What were some of your early career lessons?
Payroll at its core is not overly complicated, however, it does require a superior level of detail orientation. I learned that very quickly when I was with Swiss Bank, where I had numerous errors when I processed my first payroll. Payroll is not an island, and we do not know it all, so I quickly learned that no matter how smart I thought I was, I was never too smart to learn and to consider others’ points of view. I felt early in my career that I was underappreciated, so I had to learn to change my perspective. Rather than looking for validation through a “thank you” or “good job,” I learned very quickly that no phone calls meant invariably that no news is good news and that I have done my job. Lastly, I had to recognize, understand, and be able to articulate my vast contribution to any organization that I served. After all, one’s value is attached if you are saving or making money for your company.
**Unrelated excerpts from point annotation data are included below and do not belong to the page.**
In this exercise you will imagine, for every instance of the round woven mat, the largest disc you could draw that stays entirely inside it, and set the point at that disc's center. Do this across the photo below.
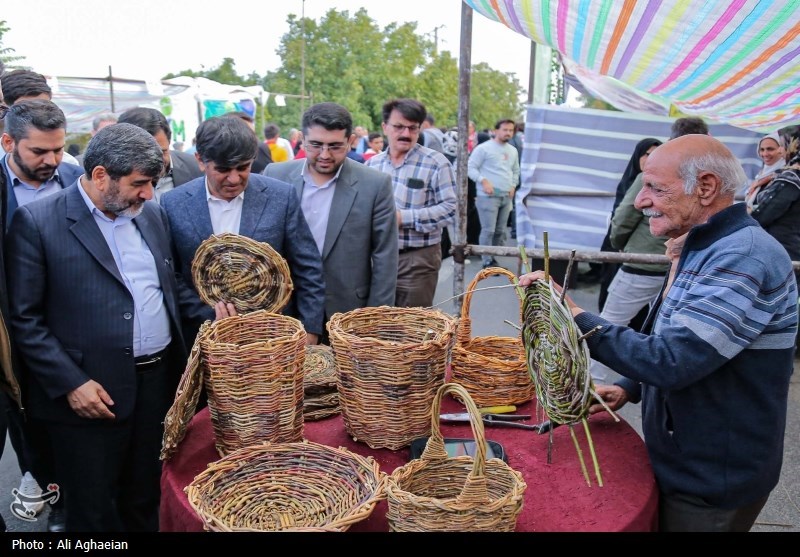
(249, 274)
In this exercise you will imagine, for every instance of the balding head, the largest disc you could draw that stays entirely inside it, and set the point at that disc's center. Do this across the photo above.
(686, 181)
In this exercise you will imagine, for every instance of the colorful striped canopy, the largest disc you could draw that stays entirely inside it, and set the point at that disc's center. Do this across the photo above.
(735, 61)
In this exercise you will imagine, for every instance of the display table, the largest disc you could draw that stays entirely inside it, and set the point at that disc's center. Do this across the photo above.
(557, 498)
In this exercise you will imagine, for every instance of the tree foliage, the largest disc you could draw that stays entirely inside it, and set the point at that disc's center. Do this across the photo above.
(351, 60)
(6, 52)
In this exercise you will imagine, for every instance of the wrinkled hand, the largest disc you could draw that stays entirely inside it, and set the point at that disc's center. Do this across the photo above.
(614, 396)
(529, 278)
(91, 400)
(223, 310)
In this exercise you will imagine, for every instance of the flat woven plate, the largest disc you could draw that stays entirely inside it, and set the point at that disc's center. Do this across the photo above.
(249, 274)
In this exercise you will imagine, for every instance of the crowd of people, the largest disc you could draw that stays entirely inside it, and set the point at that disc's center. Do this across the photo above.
(99, 308)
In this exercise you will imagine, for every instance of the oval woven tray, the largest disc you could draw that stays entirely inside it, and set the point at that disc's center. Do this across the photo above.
(249, 274)
(300, 486)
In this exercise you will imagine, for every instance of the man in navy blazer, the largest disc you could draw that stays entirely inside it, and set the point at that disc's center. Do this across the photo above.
(34, 137)
(230, 199)
(95, 315)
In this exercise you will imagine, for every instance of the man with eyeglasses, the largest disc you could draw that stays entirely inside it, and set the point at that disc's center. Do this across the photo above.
(425, 198)
(350, 210)
(231, 199)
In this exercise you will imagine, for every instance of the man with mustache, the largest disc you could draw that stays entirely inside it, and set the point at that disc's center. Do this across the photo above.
(713, 362)
(34, 138)
(425, 197)
(94, 312)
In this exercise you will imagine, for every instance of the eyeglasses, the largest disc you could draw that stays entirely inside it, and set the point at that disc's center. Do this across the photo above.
(333, 148)
(413, 128)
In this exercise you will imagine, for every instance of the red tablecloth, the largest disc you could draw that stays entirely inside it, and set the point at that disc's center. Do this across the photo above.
(557, 498)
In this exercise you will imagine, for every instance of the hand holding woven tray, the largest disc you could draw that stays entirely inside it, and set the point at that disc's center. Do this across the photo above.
(249, 274)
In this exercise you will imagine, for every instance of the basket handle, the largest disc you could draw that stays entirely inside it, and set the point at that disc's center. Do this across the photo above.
(475, 489)
(464, 333)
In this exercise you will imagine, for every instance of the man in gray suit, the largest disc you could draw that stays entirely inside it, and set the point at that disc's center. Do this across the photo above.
(179, 167)
(230, 199)
(94, 311)
(350, 210)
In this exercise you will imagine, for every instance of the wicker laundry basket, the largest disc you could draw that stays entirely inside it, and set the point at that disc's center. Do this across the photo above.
(462, 494)
(254, 378)
(493, 369)
(391, 362)
(300, 486)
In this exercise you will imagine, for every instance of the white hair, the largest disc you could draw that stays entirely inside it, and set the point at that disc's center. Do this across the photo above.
(726, 167)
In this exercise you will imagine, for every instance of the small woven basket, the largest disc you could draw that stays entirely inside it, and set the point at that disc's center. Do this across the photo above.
(493, 369)
(391, 361)
(301, 486)
(254, 379)
(457, 494)
(236, 269)
(321, 399)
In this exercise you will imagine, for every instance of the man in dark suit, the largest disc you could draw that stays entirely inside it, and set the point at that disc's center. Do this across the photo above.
(230, 199)
(94, 312)
(350, 210)
(179, 167)
(34, 137)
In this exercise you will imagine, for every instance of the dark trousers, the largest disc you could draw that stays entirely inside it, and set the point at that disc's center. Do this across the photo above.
(110, 470)
(680, 512)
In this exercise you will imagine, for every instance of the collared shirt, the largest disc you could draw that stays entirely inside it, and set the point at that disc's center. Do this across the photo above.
(151, 329)
(226, 216)
(424, 193)
(25, 193)
(316, 204)
(165, 183)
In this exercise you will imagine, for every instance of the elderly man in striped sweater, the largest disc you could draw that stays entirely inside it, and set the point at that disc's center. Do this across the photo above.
(713, 362)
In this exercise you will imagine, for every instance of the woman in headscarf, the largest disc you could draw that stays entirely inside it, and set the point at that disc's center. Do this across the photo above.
(771, 152)
(607, 271)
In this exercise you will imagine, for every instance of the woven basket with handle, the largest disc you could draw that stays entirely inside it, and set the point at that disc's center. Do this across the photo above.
(391, 361)
(456, 494)
(493, 369)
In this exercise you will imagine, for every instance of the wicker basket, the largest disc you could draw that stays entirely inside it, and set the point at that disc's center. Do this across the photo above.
(249, 274)
(185, 404)
(254, 379)
(287, 486)
(493, 369)
(321, 399)
(391, 361)
(458, 494)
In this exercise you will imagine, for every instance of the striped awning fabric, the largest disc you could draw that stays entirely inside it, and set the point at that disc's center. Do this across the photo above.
(734, 61)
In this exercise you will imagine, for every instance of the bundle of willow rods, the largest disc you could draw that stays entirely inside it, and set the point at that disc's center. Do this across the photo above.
(558, 360)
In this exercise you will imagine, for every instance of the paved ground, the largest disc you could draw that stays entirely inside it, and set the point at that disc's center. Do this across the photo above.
(489, 310)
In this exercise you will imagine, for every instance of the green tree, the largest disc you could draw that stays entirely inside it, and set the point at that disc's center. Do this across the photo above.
(6, 52)
(494, 95)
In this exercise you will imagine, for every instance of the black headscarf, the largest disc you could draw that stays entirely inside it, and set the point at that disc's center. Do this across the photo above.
(633, 169)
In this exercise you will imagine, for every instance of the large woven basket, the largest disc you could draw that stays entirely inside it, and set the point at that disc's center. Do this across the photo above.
(391, 361)
(249, 274)
(493, 369)
(254, 379)
(461, 494)
(301, 486)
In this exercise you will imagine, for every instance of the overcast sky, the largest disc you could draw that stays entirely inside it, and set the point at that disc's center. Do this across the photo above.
(145, 39)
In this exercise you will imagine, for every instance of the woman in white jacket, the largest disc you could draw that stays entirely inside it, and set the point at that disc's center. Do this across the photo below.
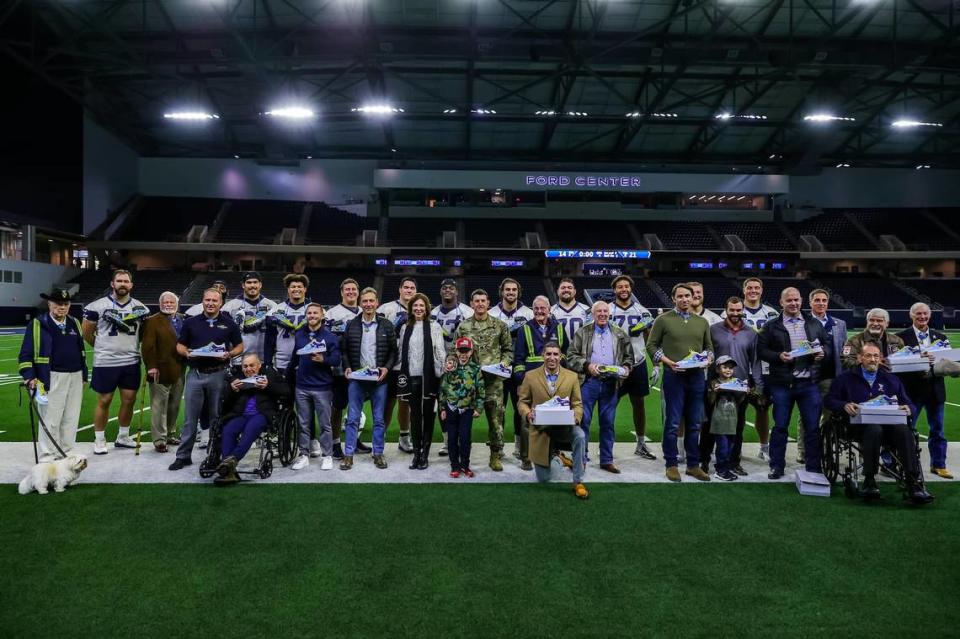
(422, 353)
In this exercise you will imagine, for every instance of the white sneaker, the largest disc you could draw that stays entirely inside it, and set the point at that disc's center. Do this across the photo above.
(125, 442)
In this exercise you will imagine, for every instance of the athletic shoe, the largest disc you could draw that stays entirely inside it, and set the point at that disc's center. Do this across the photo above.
(125, 442)
(643, 452)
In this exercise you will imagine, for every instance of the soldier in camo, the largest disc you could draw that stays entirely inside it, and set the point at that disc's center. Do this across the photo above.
(492, 344)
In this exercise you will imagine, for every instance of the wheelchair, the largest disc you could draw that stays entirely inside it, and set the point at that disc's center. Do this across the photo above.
(278, 440)
(841, 458)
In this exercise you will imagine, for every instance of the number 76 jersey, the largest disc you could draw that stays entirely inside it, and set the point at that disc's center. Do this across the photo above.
(634, 319)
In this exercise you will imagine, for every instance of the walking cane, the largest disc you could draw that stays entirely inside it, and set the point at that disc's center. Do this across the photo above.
(143, 388)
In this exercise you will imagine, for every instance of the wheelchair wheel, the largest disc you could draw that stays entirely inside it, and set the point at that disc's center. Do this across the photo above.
(830, 451)
(287, 433)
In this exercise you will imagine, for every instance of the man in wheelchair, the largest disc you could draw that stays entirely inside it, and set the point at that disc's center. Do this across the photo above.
(858, 385)
(250, 406)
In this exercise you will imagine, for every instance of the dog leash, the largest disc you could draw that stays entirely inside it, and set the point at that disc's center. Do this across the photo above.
(32, 393)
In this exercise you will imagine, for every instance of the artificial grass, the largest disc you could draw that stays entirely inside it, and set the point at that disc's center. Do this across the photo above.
(475, 561)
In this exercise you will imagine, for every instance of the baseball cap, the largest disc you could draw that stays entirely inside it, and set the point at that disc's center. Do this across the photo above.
(725, 359)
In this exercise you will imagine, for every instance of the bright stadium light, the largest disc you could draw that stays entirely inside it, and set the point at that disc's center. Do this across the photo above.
(819, 118)
(377, 109)
(910, 124)
(291, 113)
(194, 116)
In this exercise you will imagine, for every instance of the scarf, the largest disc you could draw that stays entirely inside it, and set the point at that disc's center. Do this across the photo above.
(429, 376)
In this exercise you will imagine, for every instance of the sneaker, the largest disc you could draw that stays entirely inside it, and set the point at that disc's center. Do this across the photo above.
(697, 473)
(643, 452)
(125, 442)
(725, 476)
(362, 448)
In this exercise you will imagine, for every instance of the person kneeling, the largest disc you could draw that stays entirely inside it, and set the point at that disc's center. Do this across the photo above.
(856, 386)
(250, 405)
(541, 385)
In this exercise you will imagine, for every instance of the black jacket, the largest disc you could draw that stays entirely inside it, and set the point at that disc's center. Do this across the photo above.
(386, 344)
(922, 386)
(774, 339)
(236, 401)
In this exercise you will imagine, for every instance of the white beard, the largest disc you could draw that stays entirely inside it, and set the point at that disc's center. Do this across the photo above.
(58, 474)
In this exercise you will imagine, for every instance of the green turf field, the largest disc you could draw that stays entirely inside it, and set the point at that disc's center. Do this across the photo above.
(512, 560)
(14, 425)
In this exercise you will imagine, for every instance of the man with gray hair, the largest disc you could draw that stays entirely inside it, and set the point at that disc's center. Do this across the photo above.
(927, 391)
(877, 322)
(164, 365)
(527, 356)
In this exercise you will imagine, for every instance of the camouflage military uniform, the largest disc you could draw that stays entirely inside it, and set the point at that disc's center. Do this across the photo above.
(491, 344)
(851, 350)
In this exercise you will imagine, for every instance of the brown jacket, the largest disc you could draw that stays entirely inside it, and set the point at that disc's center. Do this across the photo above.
(533, 391)
(159, 348)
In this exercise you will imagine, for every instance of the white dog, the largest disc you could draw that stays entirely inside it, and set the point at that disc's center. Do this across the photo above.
(59, 474)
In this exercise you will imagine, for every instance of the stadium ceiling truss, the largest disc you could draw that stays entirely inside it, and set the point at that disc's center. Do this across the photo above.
(599, 81)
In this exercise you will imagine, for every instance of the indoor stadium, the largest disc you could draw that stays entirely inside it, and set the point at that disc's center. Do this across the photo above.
(480, 318)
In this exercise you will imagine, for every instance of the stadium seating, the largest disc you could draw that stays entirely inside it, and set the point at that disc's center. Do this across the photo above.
(258, 221)
(168, 219)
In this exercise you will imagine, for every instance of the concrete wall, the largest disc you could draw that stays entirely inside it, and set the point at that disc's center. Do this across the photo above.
(110, 174)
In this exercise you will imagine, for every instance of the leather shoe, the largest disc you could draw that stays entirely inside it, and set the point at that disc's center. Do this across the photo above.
(179, 463)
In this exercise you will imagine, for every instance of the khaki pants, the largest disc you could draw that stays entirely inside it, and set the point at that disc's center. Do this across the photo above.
(62, 412)
(824, 387)
(164, 409)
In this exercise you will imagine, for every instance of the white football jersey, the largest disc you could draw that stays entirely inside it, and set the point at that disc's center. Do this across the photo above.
(449, 319)
(571, 318)
(336, 318)
(514, 319)
(118, 330)
(287, 318)
(251, 317)
(634, 319)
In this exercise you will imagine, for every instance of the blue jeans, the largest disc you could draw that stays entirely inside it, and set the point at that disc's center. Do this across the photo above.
(807, 397)
(936, 442)
(239, 434)
(596, 391)
(683, 398)
(556, 466)
(357, 394)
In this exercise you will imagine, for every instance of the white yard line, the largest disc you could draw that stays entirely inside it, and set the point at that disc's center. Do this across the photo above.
(112, 419)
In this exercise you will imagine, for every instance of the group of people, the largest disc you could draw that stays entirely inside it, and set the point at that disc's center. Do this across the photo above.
(234, 362)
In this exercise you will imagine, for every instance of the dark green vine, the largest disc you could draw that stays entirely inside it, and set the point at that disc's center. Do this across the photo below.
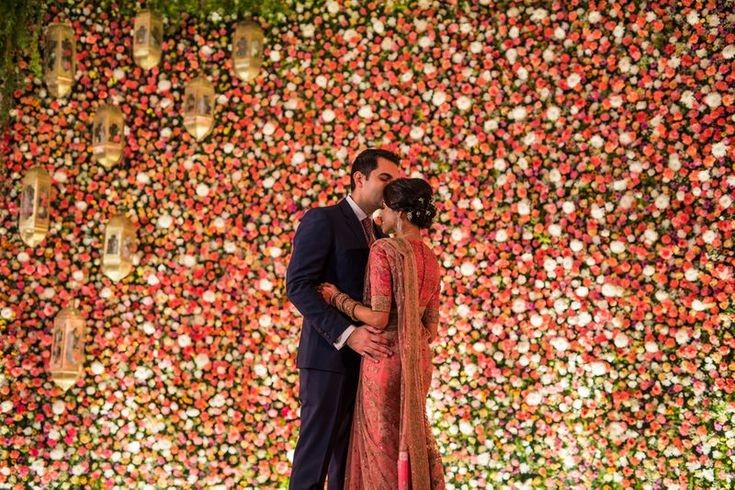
(20, 28)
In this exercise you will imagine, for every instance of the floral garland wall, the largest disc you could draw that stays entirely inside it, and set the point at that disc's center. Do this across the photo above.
(582, 156)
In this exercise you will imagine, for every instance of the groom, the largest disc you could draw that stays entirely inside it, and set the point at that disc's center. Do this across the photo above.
(331, 244)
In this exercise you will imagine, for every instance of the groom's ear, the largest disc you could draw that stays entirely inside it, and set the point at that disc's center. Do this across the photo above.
(359, 178)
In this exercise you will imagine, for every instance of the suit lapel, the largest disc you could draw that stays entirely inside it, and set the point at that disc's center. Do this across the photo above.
(352, 222)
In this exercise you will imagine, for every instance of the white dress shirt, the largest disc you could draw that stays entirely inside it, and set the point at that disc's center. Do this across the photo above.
(361, 215)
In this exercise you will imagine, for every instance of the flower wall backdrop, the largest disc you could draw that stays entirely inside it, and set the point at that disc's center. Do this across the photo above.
(582, 155)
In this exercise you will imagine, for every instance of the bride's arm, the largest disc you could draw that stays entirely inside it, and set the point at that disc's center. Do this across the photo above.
(352, 308)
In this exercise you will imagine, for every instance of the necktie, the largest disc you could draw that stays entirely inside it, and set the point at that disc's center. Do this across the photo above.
(367, 225)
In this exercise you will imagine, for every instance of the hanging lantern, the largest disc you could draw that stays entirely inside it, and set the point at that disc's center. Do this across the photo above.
(117, 256)
(147, 39)
(199, 108)
(34, 219)
(247, 50)
(108, 135)
(60, 56)
(67, 348)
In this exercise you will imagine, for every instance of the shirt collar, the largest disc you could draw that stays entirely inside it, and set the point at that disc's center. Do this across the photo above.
(361, 215)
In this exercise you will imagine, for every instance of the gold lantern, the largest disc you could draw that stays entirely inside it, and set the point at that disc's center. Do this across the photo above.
(199, 107)
(34, 219)
(108, 139)
(247, 50)
(117, 256)
(147, 39)
(67, 348)
(60, 56)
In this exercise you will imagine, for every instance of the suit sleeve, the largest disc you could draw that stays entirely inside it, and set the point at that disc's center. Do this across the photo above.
(311, 248)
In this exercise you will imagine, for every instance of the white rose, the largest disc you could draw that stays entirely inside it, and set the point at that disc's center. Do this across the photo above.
(464, 103)
(598, 368)
(184, 341)
(621, 340)
(518, 113)
(328, 115)
(573, 80)
(467, 269)
(438, 98)
(719, 149)
(534, 398)
(202, 190)
(713, 100)
(662, 201)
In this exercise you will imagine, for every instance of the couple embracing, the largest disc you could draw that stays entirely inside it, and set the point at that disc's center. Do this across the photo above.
(370, 307)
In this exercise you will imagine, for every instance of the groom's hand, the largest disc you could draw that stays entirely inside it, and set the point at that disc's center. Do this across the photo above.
(369, 342)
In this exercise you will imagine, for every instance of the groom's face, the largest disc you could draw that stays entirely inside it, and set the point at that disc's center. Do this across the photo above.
(372, 186)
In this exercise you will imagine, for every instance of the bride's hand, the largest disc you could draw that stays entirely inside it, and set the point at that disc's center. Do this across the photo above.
(328, 291)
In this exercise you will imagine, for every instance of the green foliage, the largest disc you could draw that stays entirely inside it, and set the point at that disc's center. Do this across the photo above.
(20, 23)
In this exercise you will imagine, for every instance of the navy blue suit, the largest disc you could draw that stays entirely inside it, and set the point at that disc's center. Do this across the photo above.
(329, 246)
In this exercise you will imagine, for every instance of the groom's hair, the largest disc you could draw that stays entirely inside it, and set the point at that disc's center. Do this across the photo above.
(367, 161)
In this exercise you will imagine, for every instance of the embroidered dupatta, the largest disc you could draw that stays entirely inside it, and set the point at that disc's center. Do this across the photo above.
(413, 464)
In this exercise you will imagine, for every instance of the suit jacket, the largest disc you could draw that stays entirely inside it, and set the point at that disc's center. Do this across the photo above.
(329, 246)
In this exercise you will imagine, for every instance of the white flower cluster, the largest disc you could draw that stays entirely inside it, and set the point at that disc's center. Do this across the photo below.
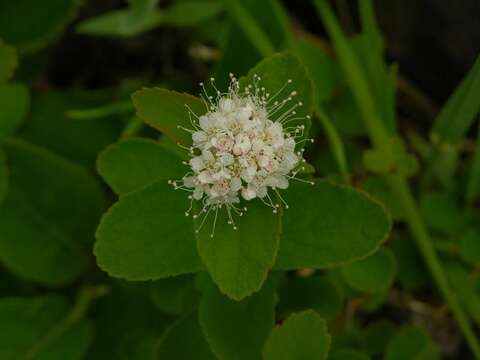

How do you personally manage to balance work and pleasure?
I can be very honest and say that I did not do a good job of balancing work and pleasure early in my career. I would work countless hours ignoring my family and personal well-being and that came at a high cost. So today, the “mature Michael” focuses on the things that are important to my family and makes those things a priority. Here is my line of demarcation: If I passed away today, would the company suffer, or will my family suffer more? I opt to focus and set the boundaries between work and pleasure by focusing on my family. My strong advice to everyone, even those who are focused on career growth and getting to the highest level of their career, is to understand that balance is essential, and work and pleasure are not mutually exclusive. They work together to make you a more well-rounded and adjusted person, co-worker, and leader.